Ø Pengertian Gerakan Feminis
Untuk menghindari kesalahan dalam memaknai istilah feminis, ada baiknya dijelaskan sekilas arti dari kata tersebut. Secara etimologi, kata “feminisme” berasal dari bahasa Latin “femina” dan dalam bahasa Inggris menjadi “feminine”, yang mengandung arti memiliki sifat-sifat sebagai perempuan. Apabila kata feminis ditambah “ism”, maka akan menjadi feminism, yang berarti segala sesuatu tentang perempuan, atau dapat pula berarti paham mengenai perempuan. Namun ada juga yang memahami kata feminis itu berasal dari kata fides dan minus atau feminus, yang berarti kurang iman.[3]
Menurut Kamla Bahsin dan Nighat Said Khan, feminisme adalah suatu kesadaran akan penindasan dan pemerasan terhadap perempuan dalam masyarakat di tempat kerja dan keluarga serta tindakan sadar oleh perempuan maupun laki-laki untuk mengubah keadaan tersebut. Adapun hakikat dari feminisme adalah perjuangan untuk mencapai kesetaraan harkat serta kebebasan bagi perempuan untuk memilih dalam mengelola kehidupan, baik di dalam maupun di luar rumah. Sedangkan menurut Yunahar Ilyas, feminisme lebih tepat diartikan sebagai suatu kesadaran akan ketidakadilan gender yang menimpa kaum perempuan baik dalam keluarga maupun dalam masyarakat serta tindakan sadar oleh perempuan maupun laki-laki untuk mengubah keadaan tersebut.[4]
Berdasarkan keterangan di atas, inti dari gerakan feminis adalah suatu kesadaran akan penindasan dan diskriminasi terhadap perempuan dalam masyarakat, di tempat kerja, dan dalam keluarga serta tindakan sadar kaum perempuan atau laki-laki untuk merubah keadaan tersebut. Berdasarkan pemaknaan tersebut, maka dalam tulisan ini akan disajikan gerakan feminis yang tidak hanya dilakukan oleh kaum perempuan saja, tetapi juga pembelaan yang dilakukan oleh kaum laki-laki.

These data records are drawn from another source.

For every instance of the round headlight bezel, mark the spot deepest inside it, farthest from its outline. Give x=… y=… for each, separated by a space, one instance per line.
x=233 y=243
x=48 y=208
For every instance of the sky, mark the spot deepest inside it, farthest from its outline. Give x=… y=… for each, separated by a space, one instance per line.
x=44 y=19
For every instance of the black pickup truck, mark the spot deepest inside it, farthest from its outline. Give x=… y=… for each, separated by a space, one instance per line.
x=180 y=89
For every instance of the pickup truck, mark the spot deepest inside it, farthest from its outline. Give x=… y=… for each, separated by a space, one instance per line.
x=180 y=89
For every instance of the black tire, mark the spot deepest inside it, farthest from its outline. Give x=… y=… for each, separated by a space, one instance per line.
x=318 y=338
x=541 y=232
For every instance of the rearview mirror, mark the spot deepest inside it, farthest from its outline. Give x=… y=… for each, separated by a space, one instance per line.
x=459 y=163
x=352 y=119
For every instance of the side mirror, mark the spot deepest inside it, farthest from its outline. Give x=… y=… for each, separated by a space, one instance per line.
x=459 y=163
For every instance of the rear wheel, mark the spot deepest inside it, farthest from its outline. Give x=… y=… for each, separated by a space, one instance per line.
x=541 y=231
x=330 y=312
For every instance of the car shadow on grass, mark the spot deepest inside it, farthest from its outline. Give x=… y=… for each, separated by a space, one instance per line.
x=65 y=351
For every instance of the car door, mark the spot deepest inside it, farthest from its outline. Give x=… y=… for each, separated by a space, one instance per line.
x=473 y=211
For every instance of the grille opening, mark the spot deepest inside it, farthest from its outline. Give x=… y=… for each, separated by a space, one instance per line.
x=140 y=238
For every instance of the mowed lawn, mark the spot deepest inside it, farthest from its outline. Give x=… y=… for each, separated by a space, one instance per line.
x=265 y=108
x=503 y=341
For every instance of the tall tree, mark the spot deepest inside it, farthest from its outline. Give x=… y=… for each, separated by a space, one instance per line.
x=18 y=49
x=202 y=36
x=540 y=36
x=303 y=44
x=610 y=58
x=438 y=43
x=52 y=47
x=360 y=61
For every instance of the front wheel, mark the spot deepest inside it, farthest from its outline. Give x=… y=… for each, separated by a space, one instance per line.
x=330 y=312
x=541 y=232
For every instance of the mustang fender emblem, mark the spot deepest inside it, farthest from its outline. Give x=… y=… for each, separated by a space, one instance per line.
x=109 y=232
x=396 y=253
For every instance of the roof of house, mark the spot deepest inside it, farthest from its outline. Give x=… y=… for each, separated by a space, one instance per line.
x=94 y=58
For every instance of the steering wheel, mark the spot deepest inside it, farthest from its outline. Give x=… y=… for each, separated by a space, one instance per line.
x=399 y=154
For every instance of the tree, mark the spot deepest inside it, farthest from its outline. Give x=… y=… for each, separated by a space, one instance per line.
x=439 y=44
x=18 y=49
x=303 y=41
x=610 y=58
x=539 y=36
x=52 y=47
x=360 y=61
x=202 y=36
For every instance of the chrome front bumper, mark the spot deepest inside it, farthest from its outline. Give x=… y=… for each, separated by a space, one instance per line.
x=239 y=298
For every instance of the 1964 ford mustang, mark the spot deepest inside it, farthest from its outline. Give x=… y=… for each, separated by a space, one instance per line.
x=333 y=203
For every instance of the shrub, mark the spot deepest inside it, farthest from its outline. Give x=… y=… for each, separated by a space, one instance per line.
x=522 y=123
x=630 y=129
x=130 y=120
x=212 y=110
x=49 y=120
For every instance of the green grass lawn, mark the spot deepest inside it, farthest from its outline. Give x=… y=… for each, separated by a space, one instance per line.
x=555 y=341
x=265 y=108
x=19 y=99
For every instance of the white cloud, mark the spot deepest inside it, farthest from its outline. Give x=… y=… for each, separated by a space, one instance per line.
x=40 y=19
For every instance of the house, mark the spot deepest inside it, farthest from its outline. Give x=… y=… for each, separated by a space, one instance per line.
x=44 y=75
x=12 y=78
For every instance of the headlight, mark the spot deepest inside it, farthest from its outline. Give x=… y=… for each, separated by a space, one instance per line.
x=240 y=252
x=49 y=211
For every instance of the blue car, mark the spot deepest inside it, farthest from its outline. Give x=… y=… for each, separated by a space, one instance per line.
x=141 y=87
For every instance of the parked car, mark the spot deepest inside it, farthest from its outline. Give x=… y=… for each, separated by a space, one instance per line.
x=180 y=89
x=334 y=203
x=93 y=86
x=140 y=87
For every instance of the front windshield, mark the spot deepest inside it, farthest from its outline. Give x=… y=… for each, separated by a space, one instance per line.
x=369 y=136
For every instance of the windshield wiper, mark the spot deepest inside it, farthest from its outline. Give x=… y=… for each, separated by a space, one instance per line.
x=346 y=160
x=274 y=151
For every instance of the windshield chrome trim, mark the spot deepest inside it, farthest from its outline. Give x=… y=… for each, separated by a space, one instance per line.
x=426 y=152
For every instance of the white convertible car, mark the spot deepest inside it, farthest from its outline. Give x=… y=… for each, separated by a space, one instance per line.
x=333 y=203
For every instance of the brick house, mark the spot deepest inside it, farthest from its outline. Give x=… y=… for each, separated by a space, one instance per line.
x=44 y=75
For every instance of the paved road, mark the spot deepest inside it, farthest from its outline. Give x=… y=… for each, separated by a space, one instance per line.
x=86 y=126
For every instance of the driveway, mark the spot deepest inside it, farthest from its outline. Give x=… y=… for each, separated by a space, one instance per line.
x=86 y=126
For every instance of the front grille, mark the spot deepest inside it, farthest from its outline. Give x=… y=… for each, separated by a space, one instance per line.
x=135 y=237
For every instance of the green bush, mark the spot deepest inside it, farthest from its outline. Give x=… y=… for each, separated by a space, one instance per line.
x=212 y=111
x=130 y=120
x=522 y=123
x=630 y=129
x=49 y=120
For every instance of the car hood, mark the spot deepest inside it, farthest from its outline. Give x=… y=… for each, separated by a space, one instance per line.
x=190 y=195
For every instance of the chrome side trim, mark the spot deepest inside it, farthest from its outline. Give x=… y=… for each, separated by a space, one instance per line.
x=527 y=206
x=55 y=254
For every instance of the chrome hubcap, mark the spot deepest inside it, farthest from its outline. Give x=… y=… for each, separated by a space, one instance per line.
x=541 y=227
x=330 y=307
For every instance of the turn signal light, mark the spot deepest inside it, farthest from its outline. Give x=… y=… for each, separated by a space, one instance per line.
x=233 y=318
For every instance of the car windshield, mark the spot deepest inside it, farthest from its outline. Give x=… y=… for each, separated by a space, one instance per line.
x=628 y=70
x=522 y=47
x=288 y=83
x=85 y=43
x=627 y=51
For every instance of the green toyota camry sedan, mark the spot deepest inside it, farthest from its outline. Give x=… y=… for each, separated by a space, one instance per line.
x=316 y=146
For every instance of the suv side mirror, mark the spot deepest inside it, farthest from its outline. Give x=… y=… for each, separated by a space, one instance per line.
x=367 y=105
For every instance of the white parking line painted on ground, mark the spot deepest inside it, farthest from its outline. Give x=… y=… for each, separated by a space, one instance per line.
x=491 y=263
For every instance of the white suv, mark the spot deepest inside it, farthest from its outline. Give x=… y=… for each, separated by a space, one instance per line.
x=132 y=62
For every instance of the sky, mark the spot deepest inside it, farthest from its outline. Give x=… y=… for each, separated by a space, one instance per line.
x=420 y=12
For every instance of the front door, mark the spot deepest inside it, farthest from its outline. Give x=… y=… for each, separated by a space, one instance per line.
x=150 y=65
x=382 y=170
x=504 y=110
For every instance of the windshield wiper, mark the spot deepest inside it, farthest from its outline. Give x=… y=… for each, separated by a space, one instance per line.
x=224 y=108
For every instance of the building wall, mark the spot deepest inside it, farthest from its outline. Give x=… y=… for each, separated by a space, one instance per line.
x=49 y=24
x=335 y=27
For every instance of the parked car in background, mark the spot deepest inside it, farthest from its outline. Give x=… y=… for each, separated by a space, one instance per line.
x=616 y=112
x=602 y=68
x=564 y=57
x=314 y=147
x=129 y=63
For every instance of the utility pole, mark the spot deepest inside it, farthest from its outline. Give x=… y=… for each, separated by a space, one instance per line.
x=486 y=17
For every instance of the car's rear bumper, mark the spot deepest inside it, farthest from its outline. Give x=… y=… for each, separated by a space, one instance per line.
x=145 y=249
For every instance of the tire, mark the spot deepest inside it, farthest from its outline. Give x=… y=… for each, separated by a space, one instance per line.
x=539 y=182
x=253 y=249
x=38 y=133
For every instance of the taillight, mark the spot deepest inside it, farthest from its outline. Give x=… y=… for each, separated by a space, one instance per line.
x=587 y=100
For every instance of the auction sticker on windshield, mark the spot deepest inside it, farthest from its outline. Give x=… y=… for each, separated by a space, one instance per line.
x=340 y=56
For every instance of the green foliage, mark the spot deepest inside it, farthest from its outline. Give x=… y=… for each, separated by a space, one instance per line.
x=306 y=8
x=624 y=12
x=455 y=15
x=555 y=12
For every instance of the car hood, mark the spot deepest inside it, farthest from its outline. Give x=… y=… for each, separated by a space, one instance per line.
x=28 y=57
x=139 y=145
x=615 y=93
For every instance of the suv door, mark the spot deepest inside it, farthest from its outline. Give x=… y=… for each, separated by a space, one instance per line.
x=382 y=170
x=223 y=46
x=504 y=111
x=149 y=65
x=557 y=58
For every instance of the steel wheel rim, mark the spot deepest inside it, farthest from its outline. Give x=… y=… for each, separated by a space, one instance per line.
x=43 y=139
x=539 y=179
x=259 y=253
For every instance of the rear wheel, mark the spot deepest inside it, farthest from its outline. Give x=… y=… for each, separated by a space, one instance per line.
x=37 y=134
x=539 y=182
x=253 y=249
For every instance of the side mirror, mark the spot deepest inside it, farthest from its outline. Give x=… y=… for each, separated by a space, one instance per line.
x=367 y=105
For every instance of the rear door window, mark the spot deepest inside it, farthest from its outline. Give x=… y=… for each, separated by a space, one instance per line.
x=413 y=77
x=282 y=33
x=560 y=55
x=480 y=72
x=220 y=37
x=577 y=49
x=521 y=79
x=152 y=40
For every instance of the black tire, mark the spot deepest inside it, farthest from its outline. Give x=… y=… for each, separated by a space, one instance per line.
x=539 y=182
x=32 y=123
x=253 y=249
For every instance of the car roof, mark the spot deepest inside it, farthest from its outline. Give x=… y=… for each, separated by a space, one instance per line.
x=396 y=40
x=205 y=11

Ø Sekilas Sejarah dan Arah Gerakan Feminis
Penderitaan perempuan menurut prediksi sebagian ilmuan sudah mulai sejak + 200 tahun Sebelum Masehi. Kaum laki-laki meletakkan posisi perempuan pada derajat yang rendah. Mereka dipaksa hidup di bawah keganasan laki-laki, sampai-sampai tidak ada batas bagi seorang suami dalam memperlakukan istrinya. Sebagian Yahudi membolehkan seorang bapak untuk menjual anak perempuannya. Sedangkan di Eropa, perempuan dipaksa menikah dengan banyak laki-laki (poliandri). Adapun di Jazirah Arab, lahirnya bayi perempuan adalah kehinaan atau kutukan bagi keluarganya sehingga layaknya dikubur hidup-hidup. Sementara di Mesir dan Persia, perempuan diperlakukan dengan sadis karena hanya dinilai alat pemuas laki-laki. Untuk Cina Kuno, ada sebuah adagium yang ditulis oleh Wall Dewrant, bahwa: “Tidak ada di dunia ini yang lebih rendah harganya dari perempuan”.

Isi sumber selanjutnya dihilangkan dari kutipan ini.